Antonio con le sue cinque mogli (l’oscura Fadia, la cugina Antonia, Fulvia, vedova di Clodio, considerata l’antimodello della matrona perbene, Ottavia e Cleopatra, e senza dimenticare il lungo intermezzo con la mima Citeride, compagna decisamente disdicevole per un romano che ambisse agli alti gradi della politica), mostra invece tutta l’esuberanza di un modello di politico e di uomo il quale, con i suoi atteggiamenti, dichiarava che in lui potevano convivere molte attitudini, usi e costumi nell’Impero: non solo la toga, emblema della Romanità trionfante, ma anche la lacerna, il mantello con il cappuccio, tipicamente gallico, sfoggiato nella Cisalpina, il pallio indossato in Grecia, e, da ultimo, l’abbigliamento orientale che Antonio aveva cercato di legittimare.

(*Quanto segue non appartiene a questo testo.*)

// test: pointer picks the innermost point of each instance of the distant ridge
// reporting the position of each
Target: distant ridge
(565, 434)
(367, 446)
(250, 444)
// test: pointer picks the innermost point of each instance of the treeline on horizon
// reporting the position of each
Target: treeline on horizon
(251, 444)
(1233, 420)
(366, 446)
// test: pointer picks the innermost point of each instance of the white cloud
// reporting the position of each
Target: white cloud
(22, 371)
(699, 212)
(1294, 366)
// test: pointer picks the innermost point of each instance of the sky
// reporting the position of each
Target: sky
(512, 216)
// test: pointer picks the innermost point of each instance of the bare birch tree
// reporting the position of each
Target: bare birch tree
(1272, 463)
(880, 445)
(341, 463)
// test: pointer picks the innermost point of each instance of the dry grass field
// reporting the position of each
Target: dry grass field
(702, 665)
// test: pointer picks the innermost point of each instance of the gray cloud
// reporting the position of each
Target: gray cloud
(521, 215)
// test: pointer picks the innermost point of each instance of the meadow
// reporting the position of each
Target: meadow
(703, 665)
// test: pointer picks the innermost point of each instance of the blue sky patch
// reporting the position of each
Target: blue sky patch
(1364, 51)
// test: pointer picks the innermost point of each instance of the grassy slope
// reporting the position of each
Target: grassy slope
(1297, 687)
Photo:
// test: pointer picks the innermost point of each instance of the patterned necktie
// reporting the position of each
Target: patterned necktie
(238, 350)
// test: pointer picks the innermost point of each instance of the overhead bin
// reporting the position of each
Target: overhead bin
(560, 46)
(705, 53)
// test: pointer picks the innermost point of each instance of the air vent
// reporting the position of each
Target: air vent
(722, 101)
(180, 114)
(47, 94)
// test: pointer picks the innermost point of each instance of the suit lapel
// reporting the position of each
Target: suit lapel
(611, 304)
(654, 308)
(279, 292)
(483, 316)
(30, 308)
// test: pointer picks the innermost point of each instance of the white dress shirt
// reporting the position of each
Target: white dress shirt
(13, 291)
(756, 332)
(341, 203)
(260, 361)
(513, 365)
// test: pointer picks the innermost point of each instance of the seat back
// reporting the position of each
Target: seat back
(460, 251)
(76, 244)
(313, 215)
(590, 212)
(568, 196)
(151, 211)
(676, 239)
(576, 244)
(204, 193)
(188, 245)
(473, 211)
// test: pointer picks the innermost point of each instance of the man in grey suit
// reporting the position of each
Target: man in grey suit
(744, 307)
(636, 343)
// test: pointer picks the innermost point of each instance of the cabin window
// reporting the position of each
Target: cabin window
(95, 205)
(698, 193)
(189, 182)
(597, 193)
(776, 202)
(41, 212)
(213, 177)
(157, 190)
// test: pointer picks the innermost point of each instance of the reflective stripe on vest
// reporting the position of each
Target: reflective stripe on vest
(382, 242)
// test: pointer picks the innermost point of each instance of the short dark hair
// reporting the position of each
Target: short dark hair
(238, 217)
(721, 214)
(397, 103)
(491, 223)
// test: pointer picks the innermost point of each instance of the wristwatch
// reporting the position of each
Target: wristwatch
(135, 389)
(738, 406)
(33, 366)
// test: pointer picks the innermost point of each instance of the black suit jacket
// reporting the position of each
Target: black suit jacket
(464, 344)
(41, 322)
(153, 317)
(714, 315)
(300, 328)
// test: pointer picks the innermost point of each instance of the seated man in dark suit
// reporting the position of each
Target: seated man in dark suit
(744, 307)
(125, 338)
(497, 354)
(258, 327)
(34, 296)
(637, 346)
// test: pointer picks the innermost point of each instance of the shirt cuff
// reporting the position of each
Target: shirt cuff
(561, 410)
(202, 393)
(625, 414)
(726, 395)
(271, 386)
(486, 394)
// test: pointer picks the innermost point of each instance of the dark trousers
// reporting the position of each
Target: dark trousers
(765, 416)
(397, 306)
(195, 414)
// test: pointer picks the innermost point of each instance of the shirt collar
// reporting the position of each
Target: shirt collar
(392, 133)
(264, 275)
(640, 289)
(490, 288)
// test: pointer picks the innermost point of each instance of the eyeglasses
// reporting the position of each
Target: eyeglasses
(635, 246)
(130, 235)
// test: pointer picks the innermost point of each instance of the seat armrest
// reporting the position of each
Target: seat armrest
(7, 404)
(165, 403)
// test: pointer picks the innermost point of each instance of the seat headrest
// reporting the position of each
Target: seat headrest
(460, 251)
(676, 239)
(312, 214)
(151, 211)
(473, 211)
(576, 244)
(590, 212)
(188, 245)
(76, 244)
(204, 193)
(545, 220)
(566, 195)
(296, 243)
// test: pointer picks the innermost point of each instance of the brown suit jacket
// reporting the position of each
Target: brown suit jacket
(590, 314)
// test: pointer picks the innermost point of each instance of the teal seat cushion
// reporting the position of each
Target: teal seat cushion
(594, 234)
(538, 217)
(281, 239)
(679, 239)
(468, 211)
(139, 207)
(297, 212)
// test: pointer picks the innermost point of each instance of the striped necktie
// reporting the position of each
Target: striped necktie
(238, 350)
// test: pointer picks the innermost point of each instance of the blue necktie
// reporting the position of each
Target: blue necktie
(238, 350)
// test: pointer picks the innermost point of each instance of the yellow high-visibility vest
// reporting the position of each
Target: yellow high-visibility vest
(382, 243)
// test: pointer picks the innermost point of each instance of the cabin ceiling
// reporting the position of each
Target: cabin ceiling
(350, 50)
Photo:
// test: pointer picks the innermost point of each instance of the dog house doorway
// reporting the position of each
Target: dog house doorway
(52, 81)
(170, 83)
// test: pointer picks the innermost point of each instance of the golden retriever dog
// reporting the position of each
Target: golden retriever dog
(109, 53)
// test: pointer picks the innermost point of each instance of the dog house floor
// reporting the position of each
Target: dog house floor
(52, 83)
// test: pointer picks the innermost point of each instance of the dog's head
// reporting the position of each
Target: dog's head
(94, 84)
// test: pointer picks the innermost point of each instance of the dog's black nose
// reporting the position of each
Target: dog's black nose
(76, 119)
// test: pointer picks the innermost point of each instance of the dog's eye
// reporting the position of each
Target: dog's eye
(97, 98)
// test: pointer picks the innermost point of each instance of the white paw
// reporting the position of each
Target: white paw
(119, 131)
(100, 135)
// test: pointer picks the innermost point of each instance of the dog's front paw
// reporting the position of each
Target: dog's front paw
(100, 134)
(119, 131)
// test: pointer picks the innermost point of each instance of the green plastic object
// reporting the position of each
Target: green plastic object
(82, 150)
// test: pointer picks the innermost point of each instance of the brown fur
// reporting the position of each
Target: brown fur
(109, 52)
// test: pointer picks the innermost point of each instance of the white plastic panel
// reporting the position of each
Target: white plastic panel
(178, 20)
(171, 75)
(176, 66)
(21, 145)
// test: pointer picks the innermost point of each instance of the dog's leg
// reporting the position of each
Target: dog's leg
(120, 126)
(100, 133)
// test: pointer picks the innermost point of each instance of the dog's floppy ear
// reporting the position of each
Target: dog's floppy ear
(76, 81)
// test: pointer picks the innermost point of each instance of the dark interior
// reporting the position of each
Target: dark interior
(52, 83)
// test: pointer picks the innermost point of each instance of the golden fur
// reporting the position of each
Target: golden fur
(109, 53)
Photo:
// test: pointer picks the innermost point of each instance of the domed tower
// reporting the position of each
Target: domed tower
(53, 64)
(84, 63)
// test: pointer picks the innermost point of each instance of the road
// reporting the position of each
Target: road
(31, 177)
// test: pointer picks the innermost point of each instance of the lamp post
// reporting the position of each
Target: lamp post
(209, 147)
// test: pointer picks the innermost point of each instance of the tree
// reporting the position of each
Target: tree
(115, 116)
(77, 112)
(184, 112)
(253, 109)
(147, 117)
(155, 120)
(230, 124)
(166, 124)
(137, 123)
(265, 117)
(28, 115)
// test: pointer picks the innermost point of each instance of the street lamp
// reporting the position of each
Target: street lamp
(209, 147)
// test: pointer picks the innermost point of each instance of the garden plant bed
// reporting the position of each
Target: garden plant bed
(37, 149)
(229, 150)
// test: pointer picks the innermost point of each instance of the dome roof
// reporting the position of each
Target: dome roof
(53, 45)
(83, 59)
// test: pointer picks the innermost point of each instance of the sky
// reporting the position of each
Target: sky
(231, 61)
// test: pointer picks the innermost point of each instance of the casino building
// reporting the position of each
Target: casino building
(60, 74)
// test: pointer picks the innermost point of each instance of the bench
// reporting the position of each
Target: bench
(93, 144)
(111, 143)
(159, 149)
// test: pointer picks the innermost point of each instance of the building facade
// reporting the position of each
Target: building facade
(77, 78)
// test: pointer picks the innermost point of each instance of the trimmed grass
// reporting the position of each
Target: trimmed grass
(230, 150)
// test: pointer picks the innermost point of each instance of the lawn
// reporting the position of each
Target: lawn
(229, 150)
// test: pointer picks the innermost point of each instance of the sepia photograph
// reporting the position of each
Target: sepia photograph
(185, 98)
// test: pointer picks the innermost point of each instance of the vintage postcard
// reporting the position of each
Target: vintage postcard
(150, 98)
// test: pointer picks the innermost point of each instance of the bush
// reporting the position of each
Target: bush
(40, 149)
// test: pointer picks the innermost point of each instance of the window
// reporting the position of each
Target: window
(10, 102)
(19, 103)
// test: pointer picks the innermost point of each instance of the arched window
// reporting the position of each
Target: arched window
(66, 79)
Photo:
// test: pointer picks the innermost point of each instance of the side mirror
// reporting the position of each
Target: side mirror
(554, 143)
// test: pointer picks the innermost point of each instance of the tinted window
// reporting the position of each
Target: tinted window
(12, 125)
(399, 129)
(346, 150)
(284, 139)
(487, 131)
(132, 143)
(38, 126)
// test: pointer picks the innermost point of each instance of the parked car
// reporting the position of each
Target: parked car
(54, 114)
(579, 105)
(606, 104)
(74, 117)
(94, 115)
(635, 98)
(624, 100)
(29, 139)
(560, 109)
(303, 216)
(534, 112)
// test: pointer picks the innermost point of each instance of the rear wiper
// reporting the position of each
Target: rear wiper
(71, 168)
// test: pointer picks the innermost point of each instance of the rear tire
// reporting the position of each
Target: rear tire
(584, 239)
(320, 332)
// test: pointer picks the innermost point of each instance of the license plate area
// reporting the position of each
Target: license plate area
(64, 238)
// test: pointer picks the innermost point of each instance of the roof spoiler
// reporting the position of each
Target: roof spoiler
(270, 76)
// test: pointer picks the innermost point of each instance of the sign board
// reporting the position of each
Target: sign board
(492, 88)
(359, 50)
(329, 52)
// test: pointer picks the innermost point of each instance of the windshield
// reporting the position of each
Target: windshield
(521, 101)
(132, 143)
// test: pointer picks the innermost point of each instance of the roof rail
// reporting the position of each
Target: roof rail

La storia, lo sappiamo, darà ragione a Ottaviano, che però ebbe una discendenza sfortunata (una sola figlia, Giulia Maggiore, e una moria generalizzata di nipoti e parenti), e una successione, particolarmente tribolata. Invece, dalla numerosa discendenza di Antonio (sette figli da tre mogli) discese più di un imperatore. E anzi, nella conclusione della biografia, G. Cresci Marrone si chiede se non si possa dire che questo anti-modello non abbia riportato una vittoria postuma: Caligola, per esempio, odiava cordialmente Augusto, e, invece, si vantava di discendere da Marco Antonio. Già il padre di Caligola, Germanico, aveva del resto, nel suo viaggio in Oriente, seguito le memorie antoniane, ricavandone la tristezza per la parabola del nonno. Ma, forse, il più simile a Marco Antonio fra i componenti della casata Giulio-Claudia fu Nerone: anch’egli, infatti, non rifuggiva dagli eccessi, amava mescolarsi al popolo (proprio come Antonio faceva con Cleopatra nelle notti alessandrine, in cui percorreva, in incognito, i quartieri popolari), era affascinato dall’esotismo e dalla ritualità dei maghi orientali.

Anche l’attenzione nei confronti delle esperienze provinciali e la valorizzazione delle realtà orientali cui Antonio era molto sensibile si consolidarono soltanto con il tempo: la piena integrazione della pars Orientis fu il preludio ineludibile per la nascita, nel 330 della “nuova Roma”, Costantinopoli, che perpetuò l’eredità dell’Urbe ben oltre la caduta dell’Impero d’Occidente.